[Themen-Challenge: Schuld] Forbidden - Wenn Liebe Leben zerstört

[Themen-Challenge: Schuld] Forbidden -  Wenn Liebe Leben zerstört

Forbidden von Tabitha Suzuma, 2011.
Cover via Homepage der Autorin

"I don´t need to think about this anymore. What I do desperately need is sleep. Otherwise I´ll fall apart. I´m going to fall apart. I am falling apart."
Dies ist mein sechster Beitrag zu  Neyashas Themen-Challenge, diesmal zum Thema Schuld.

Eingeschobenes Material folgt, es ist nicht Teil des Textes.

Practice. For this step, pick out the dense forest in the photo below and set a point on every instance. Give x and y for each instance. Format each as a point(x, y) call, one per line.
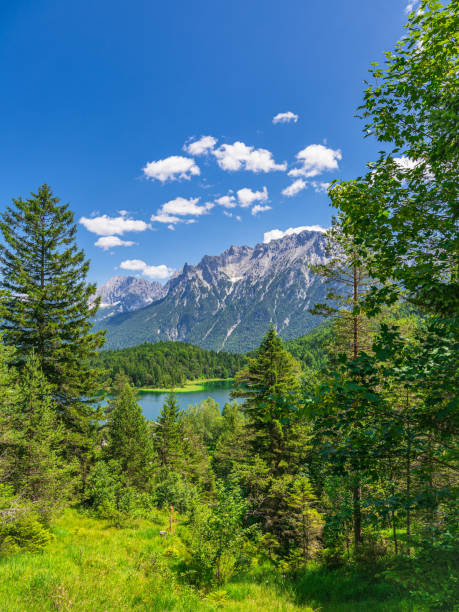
point(333, 486)
point(168, 364)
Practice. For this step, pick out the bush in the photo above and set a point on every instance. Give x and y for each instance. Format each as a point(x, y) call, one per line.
point(112, 499)
point(20, 527)
point(171, 489)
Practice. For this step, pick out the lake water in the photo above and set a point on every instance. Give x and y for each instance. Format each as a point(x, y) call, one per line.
point(152, 403)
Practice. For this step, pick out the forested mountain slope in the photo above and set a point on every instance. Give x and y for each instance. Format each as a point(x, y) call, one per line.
point(168, 364)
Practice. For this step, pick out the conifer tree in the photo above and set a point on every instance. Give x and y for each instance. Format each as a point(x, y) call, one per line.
point(8, 408)
point(40, 474)
point(46, 308)
point(305, 522)
point(269, 384)
point(168, 436)
point(129, 441)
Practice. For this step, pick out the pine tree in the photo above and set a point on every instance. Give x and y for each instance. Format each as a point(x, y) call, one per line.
point(40, 473)
point(129, 442)
point(8, 409)
point(269, 384)
point(168, 435)
point(46, 309)
point(305, 522)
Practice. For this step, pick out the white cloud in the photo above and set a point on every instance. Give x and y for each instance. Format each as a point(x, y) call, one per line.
point(285, 117)
point(204, 145)
point(108, 226)
point(294, 188)
point(184, 207)
point(247, 197)
point(276, 234)
point(258, 208)
point(241, 156)
point(162, 218)
point(228, 201)
point(108, 242)
point(137, 265)
point(316, 159)
point(412, 4)
point(171, 168)
point(405, 163)
point(172, 212)
point(320, 187)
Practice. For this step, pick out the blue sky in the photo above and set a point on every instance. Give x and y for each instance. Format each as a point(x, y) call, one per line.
point(108, 103)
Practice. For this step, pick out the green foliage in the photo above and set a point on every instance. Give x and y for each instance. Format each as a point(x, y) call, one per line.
point(173, 489)
point(168, 433)
point(405, 212)
point(218, 537)
point(45, 308)
point(20, 527)
point(269, 384)
point(168, 364)
point(129, 442)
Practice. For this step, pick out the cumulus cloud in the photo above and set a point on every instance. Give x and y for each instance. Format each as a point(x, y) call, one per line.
point(247, 197)
point(184, 207)
point(204, 145)
point(285, 117)
point(239, 156)
point(316, 159)
point(412, 4)
point(163, 218)
point(109, 226)
point(172, 212)
point(276, 234)
point(258, 208)
point(320, 187)
point(137, 265)
point(108, 242)
point(405, 163)
point(228, 201)
point(171, 168)
point(294, 188)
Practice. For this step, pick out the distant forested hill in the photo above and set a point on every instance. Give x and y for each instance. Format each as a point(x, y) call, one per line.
point(310, 348)
point(167, 364)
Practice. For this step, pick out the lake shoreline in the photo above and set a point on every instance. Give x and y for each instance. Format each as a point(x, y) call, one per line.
point(190, 386)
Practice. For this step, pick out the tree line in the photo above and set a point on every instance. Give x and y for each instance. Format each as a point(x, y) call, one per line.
point(168, 364)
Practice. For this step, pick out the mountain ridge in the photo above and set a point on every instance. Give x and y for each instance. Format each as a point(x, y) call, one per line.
point(226, 301)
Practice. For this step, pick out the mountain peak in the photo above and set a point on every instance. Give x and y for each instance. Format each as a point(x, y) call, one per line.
point(227, 301)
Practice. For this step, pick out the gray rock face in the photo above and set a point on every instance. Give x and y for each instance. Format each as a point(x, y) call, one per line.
point(227, 301)
point(125, 294)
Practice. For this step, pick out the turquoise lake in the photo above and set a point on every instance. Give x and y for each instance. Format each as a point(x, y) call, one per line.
point(152, 402)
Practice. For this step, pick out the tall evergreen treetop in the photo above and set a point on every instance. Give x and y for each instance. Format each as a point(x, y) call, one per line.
point(168, 436)
point(45, 306)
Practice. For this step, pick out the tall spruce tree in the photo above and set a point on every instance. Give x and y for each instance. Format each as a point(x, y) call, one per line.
point(46, 309)
point(40, 472)
point(269, 384)
point(168, 436)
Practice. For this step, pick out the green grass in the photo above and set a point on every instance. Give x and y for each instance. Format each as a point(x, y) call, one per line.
point(93, 566)
point(188, 387)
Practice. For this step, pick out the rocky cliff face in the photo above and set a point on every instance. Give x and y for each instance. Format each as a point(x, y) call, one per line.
point(227, 301)
point(125, 294)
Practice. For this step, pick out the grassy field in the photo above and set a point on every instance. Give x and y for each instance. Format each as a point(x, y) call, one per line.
point(92, 566)
point(188, 387)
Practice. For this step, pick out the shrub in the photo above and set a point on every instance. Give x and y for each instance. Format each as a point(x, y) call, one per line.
point(20, 527)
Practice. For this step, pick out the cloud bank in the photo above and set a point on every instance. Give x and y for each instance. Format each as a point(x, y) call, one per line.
point(277, 234)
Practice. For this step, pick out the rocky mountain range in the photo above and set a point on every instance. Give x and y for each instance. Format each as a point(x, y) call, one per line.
point(225, 302)
point(126, 293)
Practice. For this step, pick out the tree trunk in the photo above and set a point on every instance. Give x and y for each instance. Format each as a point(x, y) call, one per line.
point(356, 497)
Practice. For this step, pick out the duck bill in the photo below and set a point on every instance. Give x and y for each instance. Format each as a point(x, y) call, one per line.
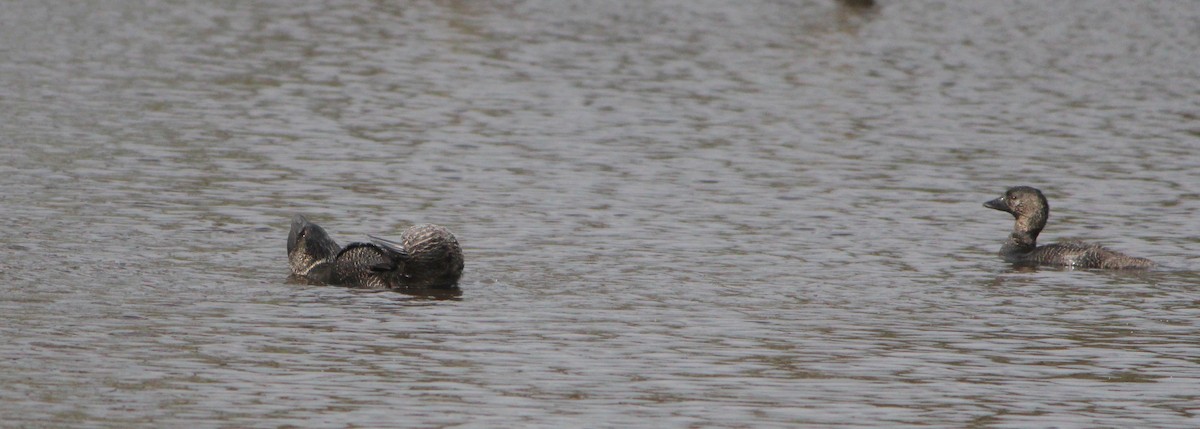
point(997, 204)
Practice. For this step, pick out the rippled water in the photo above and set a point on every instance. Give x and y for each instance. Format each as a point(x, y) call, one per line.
point(675, 213)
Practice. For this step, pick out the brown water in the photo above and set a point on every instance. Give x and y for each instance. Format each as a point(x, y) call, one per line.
point(675, 213)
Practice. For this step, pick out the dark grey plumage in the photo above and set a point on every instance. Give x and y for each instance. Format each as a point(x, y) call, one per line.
point(311, 251)
point(427, 257)
point(1031, 210)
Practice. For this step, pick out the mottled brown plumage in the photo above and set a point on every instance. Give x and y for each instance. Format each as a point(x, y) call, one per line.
point(427, 257)
point(1031, 210)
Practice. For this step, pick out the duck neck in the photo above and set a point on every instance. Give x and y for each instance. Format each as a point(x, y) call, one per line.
point(1025, 235)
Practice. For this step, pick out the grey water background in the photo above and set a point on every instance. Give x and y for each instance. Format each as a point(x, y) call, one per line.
point(675, 213)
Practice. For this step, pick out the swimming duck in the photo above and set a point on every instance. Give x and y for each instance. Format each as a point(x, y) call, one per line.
point(1031, 210)
point(427, 257)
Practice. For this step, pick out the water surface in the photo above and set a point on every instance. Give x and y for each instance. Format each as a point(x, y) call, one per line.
point(675, 213)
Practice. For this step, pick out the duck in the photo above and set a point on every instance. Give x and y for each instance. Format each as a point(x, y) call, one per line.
point(427, 257)
point(1031, 210)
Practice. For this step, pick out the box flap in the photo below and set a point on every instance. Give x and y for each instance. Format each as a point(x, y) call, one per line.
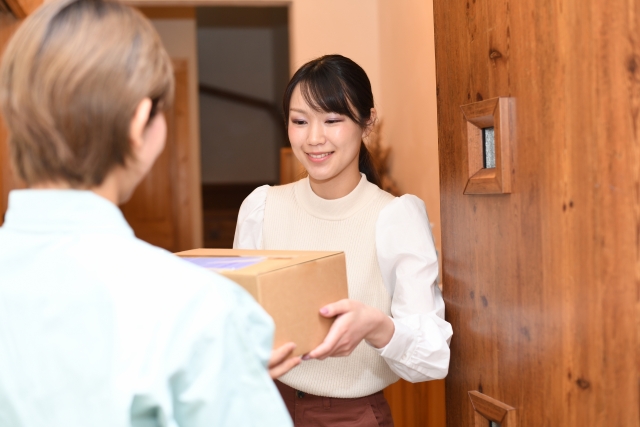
point(274, 260)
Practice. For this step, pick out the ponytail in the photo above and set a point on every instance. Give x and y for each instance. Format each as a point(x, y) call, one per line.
point(366, 165)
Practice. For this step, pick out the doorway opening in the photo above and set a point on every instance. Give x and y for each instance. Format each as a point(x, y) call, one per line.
point(243, 69)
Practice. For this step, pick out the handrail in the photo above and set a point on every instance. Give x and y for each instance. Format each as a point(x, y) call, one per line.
point(250, 101)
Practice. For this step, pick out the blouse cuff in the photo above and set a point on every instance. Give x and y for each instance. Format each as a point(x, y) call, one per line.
point(402, 344)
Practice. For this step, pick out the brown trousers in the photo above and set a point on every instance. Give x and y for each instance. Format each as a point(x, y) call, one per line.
point(308, 410)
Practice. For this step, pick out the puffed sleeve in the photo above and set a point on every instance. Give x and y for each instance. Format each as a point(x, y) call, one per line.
point(250, 218)
point(419, 348)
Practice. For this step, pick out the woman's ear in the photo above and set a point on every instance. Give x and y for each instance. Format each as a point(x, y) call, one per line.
point(373, 118)
point(139, 123)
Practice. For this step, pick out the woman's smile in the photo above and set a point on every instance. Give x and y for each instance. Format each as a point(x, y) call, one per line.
point(319, 157)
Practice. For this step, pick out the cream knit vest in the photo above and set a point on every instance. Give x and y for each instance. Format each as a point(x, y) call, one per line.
point(296, 219)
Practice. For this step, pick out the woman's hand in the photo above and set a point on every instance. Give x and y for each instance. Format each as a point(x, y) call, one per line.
point(355, 321)
point(279, 364)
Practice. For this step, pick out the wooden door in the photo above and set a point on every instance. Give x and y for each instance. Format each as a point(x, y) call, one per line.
point(8, 25)
point(541, 284)
point(162, 210)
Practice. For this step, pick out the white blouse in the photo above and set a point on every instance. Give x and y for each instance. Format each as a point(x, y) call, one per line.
point(419, 348)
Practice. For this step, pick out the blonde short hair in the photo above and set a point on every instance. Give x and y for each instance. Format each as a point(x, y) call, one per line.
point(70, 82)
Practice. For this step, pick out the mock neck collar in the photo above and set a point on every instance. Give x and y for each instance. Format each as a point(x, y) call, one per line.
point(336, 209)
point(60, 211)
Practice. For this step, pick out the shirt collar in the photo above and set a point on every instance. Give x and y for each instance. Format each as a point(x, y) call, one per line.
point(55, 211)
point(336, 209)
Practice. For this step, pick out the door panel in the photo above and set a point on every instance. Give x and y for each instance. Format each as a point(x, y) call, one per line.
point(541, 285)
point(8, 25)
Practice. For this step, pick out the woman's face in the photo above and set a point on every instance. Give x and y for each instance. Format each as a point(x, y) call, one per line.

Oh Hölle, was für ein Buch.
Ich wusste schon, dass ich sowas nicht mitten in der Masterarbeits-Phase anfangen sollte, ich konnte einfach nicht mehr aufhören. Ich habe Freitag Abend angefangen zu lesen und konnte bis tief in die Nacht das Buch nicht weglegen. Und dann auch nur, weil mir die Augen zugefallen sind. Nachdem ich mich dann gestern den ganzen Tag nicht konzentrieren konnte weil ich immer nur die Geschichte im Kopf hatte, habe ich mich entschieden kurzen Prozess zu machen und hab es dann bis heute Morgen durchgelesen. Und jetzt, wo ich eigentlich wissenschaftliche Literatur lesen sollte, mache ich eine Ausnahme für diese Rezension, denn ich weiß dass ich das hier abschließen muss, bevor ich mich auf meine Arbeit konzentrieren kann.

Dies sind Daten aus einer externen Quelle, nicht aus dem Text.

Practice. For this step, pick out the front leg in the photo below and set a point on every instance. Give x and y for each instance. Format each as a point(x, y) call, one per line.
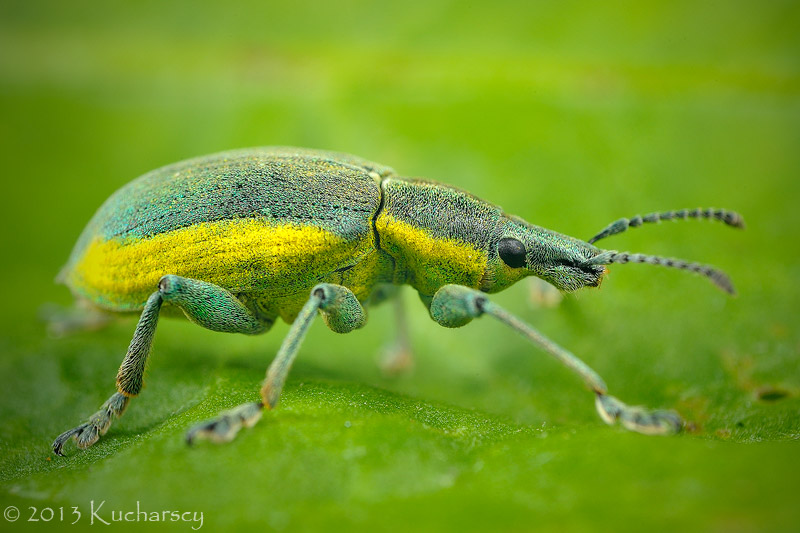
point(341, 311)
point(455, 306)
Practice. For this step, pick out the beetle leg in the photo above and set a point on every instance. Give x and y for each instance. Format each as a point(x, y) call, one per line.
point(206, 304)
point(455, 306)
point(340, 310)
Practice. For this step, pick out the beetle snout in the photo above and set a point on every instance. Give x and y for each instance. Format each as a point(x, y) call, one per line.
point(169, 284)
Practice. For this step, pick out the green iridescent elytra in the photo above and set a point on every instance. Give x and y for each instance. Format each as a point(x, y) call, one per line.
point(237, 239)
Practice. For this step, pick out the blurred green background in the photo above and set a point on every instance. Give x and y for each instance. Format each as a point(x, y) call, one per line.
point(570, 114)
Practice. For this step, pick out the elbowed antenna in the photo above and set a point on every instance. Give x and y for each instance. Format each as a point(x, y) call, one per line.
point(731, 218)
point(718, 277)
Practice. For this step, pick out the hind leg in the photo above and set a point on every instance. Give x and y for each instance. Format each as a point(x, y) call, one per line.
point(205, 304)
point(63, 321)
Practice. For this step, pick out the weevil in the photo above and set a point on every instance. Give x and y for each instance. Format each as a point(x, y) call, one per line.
point(238, 239)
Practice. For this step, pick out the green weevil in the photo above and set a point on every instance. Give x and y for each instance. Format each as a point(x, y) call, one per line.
point(237, 239)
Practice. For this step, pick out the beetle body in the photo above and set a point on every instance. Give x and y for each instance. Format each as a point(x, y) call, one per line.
point(237, 239)
point(268, 224)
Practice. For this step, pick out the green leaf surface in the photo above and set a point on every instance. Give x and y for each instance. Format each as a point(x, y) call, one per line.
point(568, 114)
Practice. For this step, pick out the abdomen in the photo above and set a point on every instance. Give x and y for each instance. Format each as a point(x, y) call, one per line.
point(269, 221)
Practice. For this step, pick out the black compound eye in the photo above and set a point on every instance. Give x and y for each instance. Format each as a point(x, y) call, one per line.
point(512, 252)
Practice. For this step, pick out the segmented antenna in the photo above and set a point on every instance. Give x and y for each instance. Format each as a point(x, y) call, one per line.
point(718, 277)
point(730, 218)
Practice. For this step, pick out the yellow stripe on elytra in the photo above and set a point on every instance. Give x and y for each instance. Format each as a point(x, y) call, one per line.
point(430, 262)
point(240, 255)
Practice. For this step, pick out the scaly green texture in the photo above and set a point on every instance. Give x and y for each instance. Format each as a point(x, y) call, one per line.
point(572, 115)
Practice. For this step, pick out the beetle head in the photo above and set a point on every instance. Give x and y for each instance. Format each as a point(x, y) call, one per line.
point(521, 249)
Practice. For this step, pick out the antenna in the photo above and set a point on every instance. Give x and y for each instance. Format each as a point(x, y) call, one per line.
point(731, 218)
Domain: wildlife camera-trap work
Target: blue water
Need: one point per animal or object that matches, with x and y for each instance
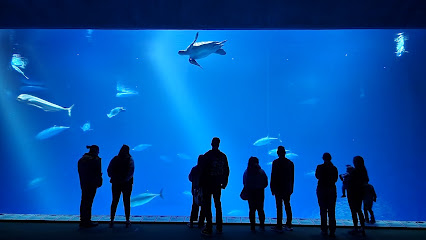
(342, 91)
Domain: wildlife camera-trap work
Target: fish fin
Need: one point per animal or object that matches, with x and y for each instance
(220, 51)
(161, 193)
(69, 110)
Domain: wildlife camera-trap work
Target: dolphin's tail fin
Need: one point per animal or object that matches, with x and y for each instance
(161, 194)
(69, 110)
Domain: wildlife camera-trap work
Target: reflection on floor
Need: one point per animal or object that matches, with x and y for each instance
(229, 220)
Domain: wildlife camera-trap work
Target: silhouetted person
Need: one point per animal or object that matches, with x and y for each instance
(345, 179)
(369, 197)
(194, 177)
(214, 178)
(282, 182)
(327, 176)
(357, 180)
(120, 170)
(90, 173)
(255, 181)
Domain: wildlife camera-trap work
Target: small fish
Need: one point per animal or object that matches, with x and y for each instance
(187, 193)
(235, 212)
(310, 174)
(144, 198)
(291, 155)
(35, 183)
(115, 111)
(86, 127)
(141, 147)
(183, 156)
(273, 152)
(311, 101)
(32, 88)
(50, 132)
(19, 63)
(125, 92)
(43, 104)
(265, 141)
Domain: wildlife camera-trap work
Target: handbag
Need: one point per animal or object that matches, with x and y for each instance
(244, 194)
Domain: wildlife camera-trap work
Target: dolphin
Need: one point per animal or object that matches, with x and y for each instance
(265, 140)
(144, 198)
(43, 104)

Zur Story Maya ist 16, ihr Bruder Lochan ist 17. Die beiden gehen noch zur Schule und kümmern sich nebenbei um ihre drei kleinen Geschwister, da ihre alkohol- und partysüchtige Mutter die Familie immer mehr komplett ignoriert und ihr Vater schon vor Jahren mit einer neuen Frau das Land verlassen hat. Um unter der großen Belastung nicht zusammenzubrechen, haben Maya und Lochan nur den jeweils anderen und sie können sich immer aufeinander verlassen. Sie haben, seitdem sie selbst kleiner Kinder waren, eine fünfköpfige Familie zusammengehalten und mussten für ihre Geschwister Vater und Mutter ersetzen. Als sie irgendwann merken, dass sie mehr füreinander fühlen, als Geschwister es normalerweise tun und diesen Gefühlen nachgeben, droht die ganze Welt die die beiden so mühsam zusammengehalten haben zu zerbrechen.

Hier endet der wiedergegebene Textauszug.